Detailed Information About Me

I am a senior undergraduate computer science student at the National Institute of Technology, Hamirpur. I came across BookBrainz when one of my friends told me that MetaBrainz organization has a project in BookBrainz using Node.js platform as the backend and React as frontend and ElasticSearch for searching. I was interested in these technologies and had prior experience working on them too so I started reading the code base slowly from Nov 2017 and contributing. Here is a list of my pull requests. I am currently working on this project to add a statistics page to take overviews of BookBrainz activity. I have learned many new things from the MetaBrainz community.

Question: Tell us about the computer(s) you have available for working on your SoC project!
Answer: I have a DELL laptop with an Intel i5 processor and 8 GB RAM, running Linux Mint 18.1 Serena.

Question: When did you first start programming?
Answer: I started programming in high school writing small C++ programs. Started programming in web design technologies as a freshman in college.

Question: What type of books do you read?
Mostly non-fiction biographies like Biography of Mahatma Gandhi, Narendra Modi : A Political Biography and Jyotipunj . I have also read some fiction from Chetan Bhagat like - Five Point Someone and One night at the Call Center.

Question: What aspects of the project you’re applying for (e.g., MusicBrainz, BookBrainz, etc.) interest you the most?
Answer: BookBrainz interests me since I really like the idea of keeping data open and free for public use. The project can be developed so as to have a publically accessible dump of literature data, which will expand over time with more editors and the data dump can also be used to create efficient book recommendation engines to serve a large community of worldwide readers.

Question: Have you contributed to other Open Source projects? If so, which projects and can we see some of your code?
Answer: I have worked on a bunch of personal projects that I have open-sourced like temples of india, CSMS and Agricultural App.

Question: What sorts of programming projects have you worked on?
Answer: During last summer(2017), I interned at IIT Bombay and worked on a project for creating a database of Temples of India, my work involved creating a site to interface with the data - search for the temple, edit temple information, comment and rate on temple’s page. I wrote frontend and backend from scratch, UI using ReactJS and backend in Node.js using Express framework. I wrote the search functionality by querying ElasticSearch database. I also worked on a Co-operative Society Management System, a desktop application to manage accounts, loans, and transactions in a co-operative bank. The project was written in Python, creating GUI using Qt5 and MySQL for the database which was interfaced by SQLAlchemy.
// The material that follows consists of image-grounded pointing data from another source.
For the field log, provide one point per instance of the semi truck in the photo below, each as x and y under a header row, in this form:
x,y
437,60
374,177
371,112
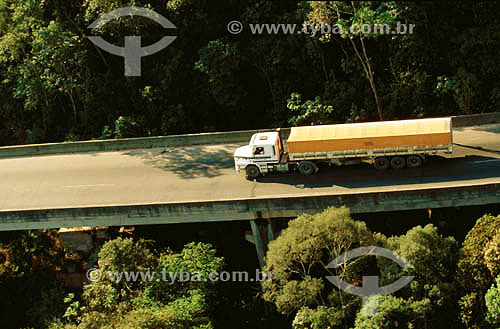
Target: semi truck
x,y
385,144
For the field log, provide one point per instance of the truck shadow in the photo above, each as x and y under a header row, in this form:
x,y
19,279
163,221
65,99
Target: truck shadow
x,y
437,170
189,162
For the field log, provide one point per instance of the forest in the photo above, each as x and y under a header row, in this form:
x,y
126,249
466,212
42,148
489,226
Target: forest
x,y
56,85
455,283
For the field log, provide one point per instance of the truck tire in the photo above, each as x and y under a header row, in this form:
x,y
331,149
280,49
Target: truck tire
x,y
381,163
307,168
252,172
398,162
414,161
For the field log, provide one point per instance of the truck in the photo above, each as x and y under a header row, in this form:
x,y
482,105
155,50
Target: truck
x,y
385,144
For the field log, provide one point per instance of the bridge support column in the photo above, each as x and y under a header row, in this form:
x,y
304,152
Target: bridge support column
x,y
262,233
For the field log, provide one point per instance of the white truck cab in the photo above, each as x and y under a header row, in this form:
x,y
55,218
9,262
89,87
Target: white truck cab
x,y
260,156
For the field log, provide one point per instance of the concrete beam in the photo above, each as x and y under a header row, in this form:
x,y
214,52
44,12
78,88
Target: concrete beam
x,y
247,209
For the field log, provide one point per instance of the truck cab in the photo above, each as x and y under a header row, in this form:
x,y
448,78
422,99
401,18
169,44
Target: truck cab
x,y
260,156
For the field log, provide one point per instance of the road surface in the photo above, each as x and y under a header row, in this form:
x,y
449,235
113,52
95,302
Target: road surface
x,y
206,173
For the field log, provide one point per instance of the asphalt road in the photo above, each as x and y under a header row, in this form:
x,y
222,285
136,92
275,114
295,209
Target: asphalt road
x,y
206,173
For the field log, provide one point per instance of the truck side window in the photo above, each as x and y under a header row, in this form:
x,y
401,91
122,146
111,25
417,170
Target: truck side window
x,y
258,150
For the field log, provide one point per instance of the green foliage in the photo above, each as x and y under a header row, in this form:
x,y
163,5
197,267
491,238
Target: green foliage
x,y
309,112
28,266
126,126
145,304
393,312
492,255
473,273
56,86
492,299
433,290
298,259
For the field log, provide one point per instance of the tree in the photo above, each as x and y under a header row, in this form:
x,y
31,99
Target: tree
x,y
345,16
473,273
153,302
314,112
432,294
492,300
298,259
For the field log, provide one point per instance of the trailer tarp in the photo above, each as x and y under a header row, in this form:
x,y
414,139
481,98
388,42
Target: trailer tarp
x,y
370,135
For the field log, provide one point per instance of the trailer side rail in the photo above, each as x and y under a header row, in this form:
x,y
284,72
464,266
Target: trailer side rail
x,y
371,153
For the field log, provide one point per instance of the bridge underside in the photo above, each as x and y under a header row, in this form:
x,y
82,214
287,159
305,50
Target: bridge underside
x,y
248,209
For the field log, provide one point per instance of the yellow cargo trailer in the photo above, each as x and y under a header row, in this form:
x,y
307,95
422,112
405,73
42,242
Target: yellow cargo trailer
x,y
386,144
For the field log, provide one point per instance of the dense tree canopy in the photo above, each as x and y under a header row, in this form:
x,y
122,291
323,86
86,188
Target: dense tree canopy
x,y
56,85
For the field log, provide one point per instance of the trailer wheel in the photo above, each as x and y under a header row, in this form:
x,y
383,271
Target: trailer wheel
x,y
414,161
307,168
398,162
252,172
381,163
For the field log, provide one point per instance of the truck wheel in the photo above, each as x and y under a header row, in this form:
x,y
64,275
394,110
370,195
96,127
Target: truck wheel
x,y
414,161
381,163
307,168
398,162
252,172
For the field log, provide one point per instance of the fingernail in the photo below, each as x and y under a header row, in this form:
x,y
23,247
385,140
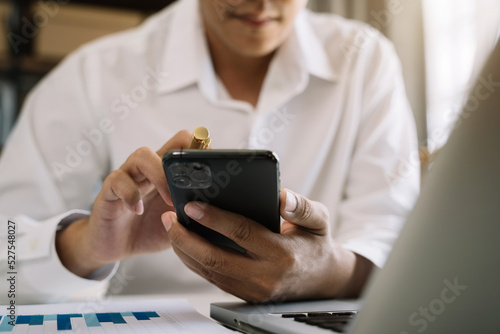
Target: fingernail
x,y
291,202
195,210
139,207
167,223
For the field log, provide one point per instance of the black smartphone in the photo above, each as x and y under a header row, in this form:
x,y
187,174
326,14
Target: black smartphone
x,y
246,182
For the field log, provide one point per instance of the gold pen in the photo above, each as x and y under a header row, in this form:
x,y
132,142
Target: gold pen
x,y
201,139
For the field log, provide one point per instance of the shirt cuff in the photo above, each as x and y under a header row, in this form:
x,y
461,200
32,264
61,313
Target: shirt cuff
x,y
373,250
43,278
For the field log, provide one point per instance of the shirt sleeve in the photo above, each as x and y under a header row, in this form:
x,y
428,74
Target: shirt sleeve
x,y
49,168
384,177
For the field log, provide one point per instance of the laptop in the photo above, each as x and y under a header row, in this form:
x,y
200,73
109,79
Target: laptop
x,y
443,275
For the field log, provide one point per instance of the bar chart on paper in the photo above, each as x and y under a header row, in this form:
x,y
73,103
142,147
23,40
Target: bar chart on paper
x,y
155,316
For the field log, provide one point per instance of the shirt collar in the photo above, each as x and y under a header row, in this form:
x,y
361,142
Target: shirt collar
x,y
184,59
187,60
313,52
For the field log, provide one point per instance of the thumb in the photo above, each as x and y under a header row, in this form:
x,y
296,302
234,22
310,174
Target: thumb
x,y
303,213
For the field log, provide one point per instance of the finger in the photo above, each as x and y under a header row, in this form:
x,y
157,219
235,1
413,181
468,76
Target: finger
x,y
235,287
247,233
304,213
206,254
120,186
180,140
145,167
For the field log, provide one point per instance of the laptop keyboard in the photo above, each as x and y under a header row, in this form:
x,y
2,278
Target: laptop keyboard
x,y
335,321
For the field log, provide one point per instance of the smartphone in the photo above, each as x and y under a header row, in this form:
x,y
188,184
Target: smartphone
x,y
246,182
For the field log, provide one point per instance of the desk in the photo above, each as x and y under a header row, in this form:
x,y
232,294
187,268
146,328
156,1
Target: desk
x,y
201,302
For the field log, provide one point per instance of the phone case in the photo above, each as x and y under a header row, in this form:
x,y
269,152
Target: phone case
x,y
246,182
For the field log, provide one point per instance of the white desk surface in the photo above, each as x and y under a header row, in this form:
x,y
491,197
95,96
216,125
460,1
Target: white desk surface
x,y
201,302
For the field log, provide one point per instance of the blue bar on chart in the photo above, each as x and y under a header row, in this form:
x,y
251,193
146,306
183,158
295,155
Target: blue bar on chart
x,y
64,320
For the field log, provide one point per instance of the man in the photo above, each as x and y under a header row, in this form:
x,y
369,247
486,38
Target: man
x,y
324,93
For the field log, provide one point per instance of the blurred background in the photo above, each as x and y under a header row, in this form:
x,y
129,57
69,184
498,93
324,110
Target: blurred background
x,y
442,45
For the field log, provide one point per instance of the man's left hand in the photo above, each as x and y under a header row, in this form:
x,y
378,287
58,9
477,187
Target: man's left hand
x,y
300,263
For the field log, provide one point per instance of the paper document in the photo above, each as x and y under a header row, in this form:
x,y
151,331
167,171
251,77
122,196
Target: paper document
x,y
142,317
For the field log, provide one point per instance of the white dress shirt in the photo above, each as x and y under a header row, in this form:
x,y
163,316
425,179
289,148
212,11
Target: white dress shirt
x,y
332,106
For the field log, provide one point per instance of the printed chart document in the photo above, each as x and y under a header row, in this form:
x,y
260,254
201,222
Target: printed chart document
x,y
144,316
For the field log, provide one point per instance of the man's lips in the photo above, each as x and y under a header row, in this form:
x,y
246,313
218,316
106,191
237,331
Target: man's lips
x,y
255,20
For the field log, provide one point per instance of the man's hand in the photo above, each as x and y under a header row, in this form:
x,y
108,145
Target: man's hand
x,y
301,262
125,218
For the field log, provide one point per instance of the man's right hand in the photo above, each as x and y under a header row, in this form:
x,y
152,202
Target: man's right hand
x,y
126,215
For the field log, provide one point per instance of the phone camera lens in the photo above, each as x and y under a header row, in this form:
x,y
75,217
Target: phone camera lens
x,y
177,169
200,176
182,182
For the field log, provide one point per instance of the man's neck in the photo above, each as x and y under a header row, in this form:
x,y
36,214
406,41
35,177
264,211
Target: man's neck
x,y
242,76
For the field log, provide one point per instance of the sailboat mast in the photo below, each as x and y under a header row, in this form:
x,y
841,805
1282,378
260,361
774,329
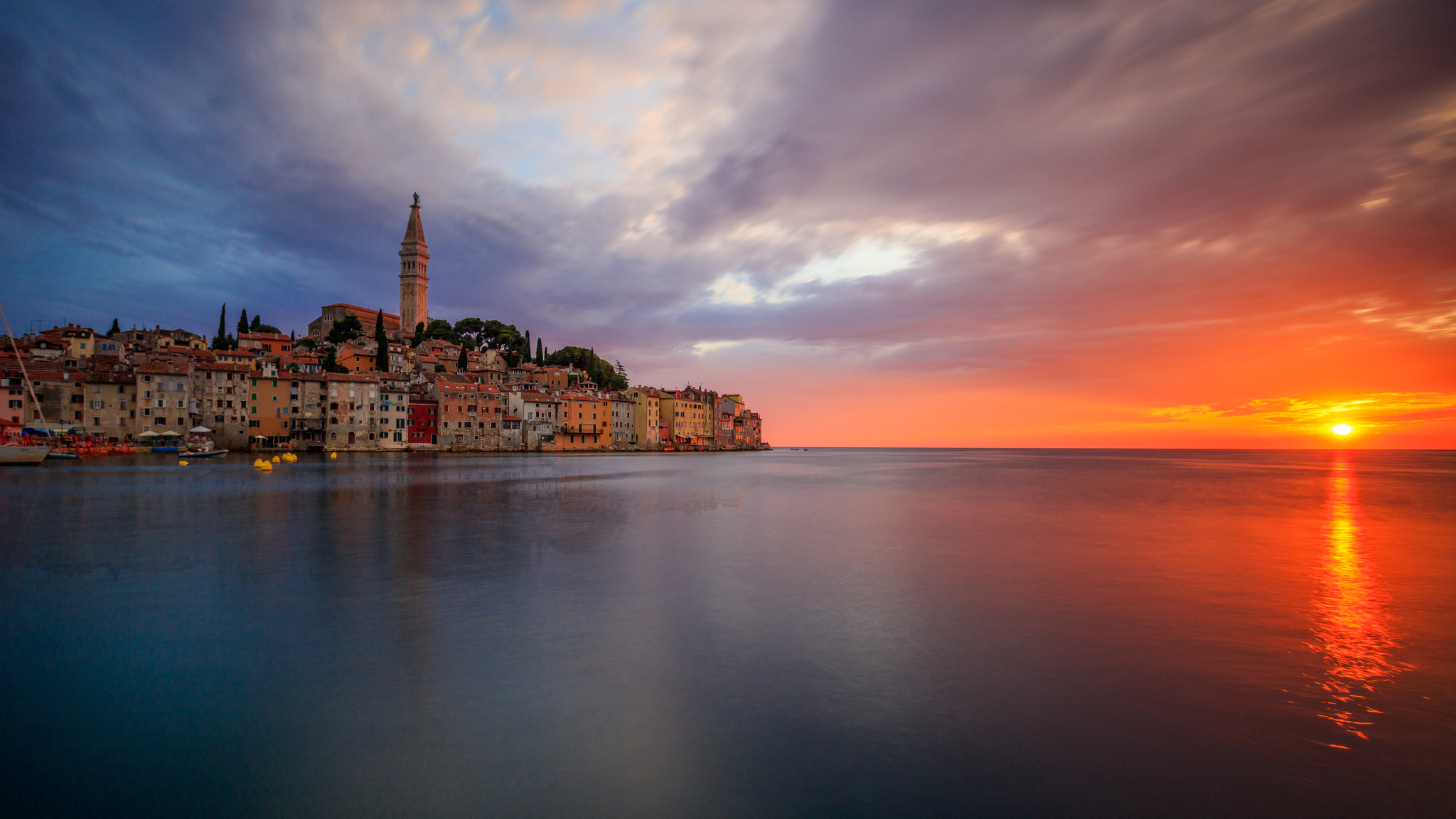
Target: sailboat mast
x,y
40,410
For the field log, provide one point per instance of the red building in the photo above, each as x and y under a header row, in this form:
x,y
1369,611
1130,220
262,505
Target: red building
x,y
424,422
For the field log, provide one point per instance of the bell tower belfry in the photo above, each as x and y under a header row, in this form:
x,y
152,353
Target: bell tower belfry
x,y
414,274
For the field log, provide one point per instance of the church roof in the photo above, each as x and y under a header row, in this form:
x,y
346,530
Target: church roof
x,y
414,232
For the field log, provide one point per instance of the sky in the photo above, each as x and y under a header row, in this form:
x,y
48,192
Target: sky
x,y
914,223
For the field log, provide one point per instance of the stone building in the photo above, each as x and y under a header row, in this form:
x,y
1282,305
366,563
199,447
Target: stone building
x,y
220,392
165,397
111,404
414,273
393,413
353,412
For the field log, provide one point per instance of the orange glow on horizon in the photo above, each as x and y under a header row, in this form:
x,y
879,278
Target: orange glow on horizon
x,y
1353,630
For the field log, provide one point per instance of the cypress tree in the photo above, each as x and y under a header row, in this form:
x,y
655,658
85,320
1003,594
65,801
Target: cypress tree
x,y
222,328
382,355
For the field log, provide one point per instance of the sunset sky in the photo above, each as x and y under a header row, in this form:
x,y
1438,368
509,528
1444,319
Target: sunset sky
x,y
884,223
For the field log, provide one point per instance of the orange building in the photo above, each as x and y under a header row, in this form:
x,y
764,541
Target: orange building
x,y
586,422
354,359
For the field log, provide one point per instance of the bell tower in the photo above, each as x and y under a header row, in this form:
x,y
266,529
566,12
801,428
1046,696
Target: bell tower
x,y
414,269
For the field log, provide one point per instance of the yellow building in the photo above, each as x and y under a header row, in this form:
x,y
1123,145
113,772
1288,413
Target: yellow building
x,y
268,410
584,422
648,420
687,414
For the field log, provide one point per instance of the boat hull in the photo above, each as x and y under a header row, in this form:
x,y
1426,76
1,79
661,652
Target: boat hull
x,y
22,455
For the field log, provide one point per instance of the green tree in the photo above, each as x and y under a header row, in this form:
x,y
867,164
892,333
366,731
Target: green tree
x,y
331,365
222,330
586,359
471,328
259,327
382,355
346,330
440,328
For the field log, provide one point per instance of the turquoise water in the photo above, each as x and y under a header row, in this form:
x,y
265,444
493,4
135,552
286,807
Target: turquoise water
x,y
826,633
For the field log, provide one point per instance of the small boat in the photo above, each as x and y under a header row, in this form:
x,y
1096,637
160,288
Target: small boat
x,y
23,454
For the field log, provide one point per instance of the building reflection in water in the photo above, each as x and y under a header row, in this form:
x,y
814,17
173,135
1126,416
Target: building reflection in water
x,y
1351,627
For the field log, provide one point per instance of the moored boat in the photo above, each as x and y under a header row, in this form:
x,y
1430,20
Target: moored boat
x,y
21,455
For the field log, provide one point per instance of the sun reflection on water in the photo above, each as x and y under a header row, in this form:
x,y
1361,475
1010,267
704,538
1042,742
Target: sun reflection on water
x,y
1351,626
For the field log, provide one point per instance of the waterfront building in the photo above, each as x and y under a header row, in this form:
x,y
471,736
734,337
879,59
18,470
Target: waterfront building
x,y
353,412
422,422
623,420
12,381
584,422
539,414
165,394
222,395
111,404
393,412
469,413
308,417
646,416
269,408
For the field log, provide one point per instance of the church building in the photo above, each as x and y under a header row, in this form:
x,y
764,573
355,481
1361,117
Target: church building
x,y
414,289
414,269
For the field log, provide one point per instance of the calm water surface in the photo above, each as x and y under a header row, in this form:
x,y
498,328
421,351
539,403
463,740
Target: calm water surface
x,y
828,633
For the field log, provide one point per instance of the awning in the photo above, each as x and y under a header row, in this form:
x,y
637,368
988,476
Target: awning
x,y
51,427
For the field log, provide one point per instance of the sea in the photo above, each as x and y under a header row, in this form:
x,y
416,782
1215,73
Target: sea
x,y
742,634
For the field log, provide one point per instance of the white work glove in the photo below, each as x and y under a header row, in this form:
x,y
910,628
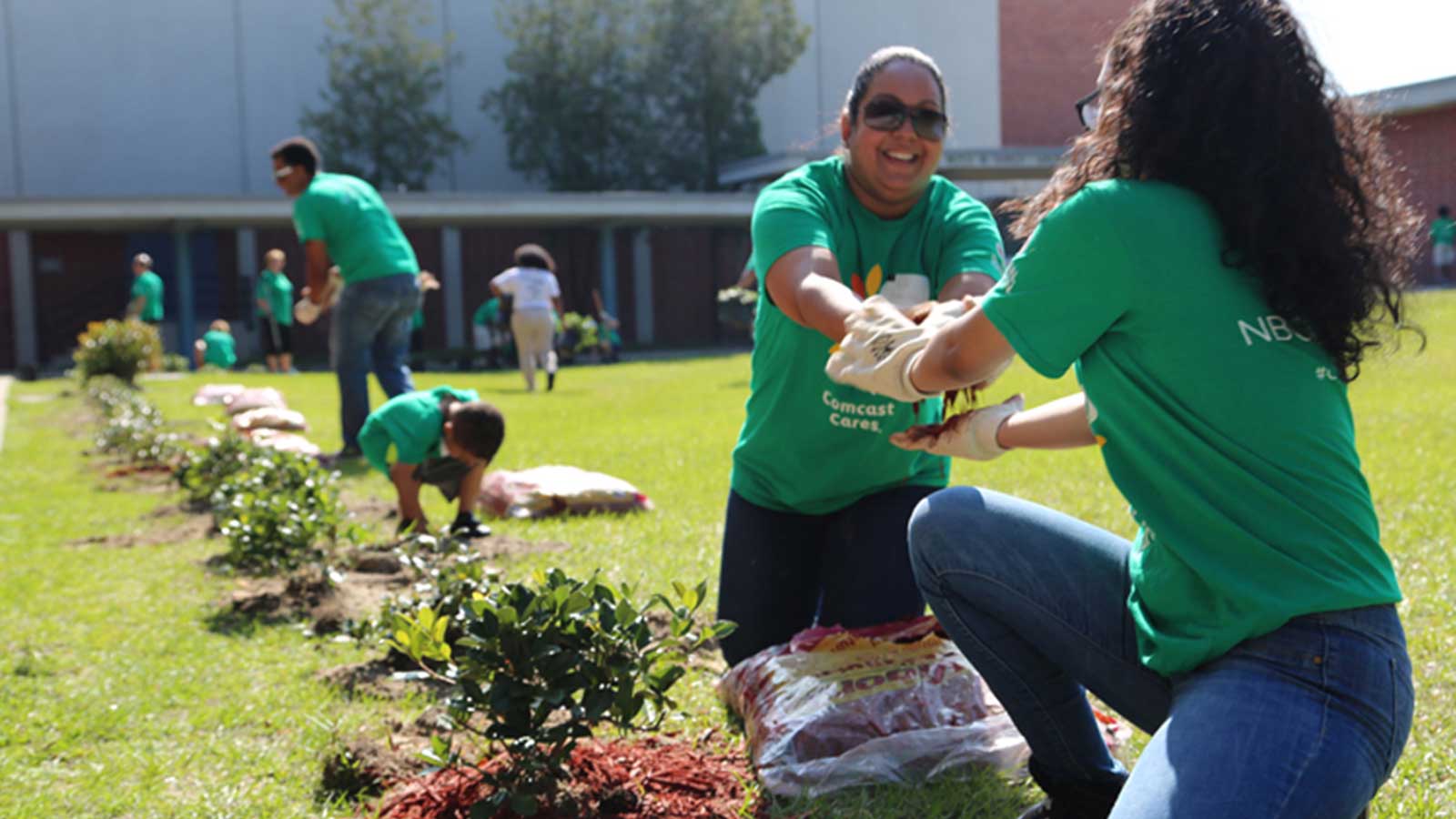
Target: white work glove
x,y
306,310
878,349
968,435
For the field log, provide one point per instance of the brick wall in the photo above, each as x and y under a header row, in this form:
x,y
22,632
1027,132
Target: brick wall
x,y
1050,55
1424,143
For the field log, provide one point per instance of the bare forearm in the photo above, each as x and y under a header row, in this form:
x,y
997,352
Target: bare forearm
x,y
1059,424
963,353
470,487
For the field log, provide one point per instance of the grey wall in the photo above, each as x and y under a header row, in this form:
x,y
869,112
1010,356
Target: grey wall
x,y
116,98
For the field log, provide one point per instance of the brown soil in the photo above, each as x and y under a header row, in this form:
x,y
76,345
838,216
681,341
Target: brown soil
x,y
379,678
644,778
308,595
189,528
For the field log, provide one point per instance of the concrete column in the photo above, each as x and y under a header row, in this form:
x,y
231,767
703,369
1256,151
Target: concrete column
x,y
642,281
22,299
609,268
451,286
187,324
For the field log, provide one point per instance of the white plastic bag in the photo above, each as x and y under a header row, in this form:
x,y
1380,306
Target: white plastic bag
x,y
897,703
558,490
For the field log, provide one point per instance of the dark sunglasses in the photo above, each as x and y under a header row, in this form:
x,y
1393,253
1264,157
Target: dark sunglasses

When I was learning Java, I created a basic shop inventory system for learning the fundamentals.

Question: How much time do you have available, and how would you plan to use it?
Answer: During 1-14 May, I will be busy because of my semester exams, but I will still try to participate in IRC.
I am absolutely free after 15th May and can work full time (45-50 hrs per week) on the project until the final submission.

Question: Do you plan to have a job or study during the summer in conjunction with Summer of Code?
Answer: None, if selected for GSoC.

This is an initial draft of my application. Any reviews/feedback would be greatly appreciated!

Hey Akhilesh,

I think this is a proposal which seems to be fundamentally quite strong. I like how you’ve provided example queries and responses, and thought about client use of the API. Also, great work on the mockups, they’re really good visualisations of the proposed Applications UI, and I would be pretty much happy for them to be implemented like that. However, I have a number of questions and suggestions for you to think about.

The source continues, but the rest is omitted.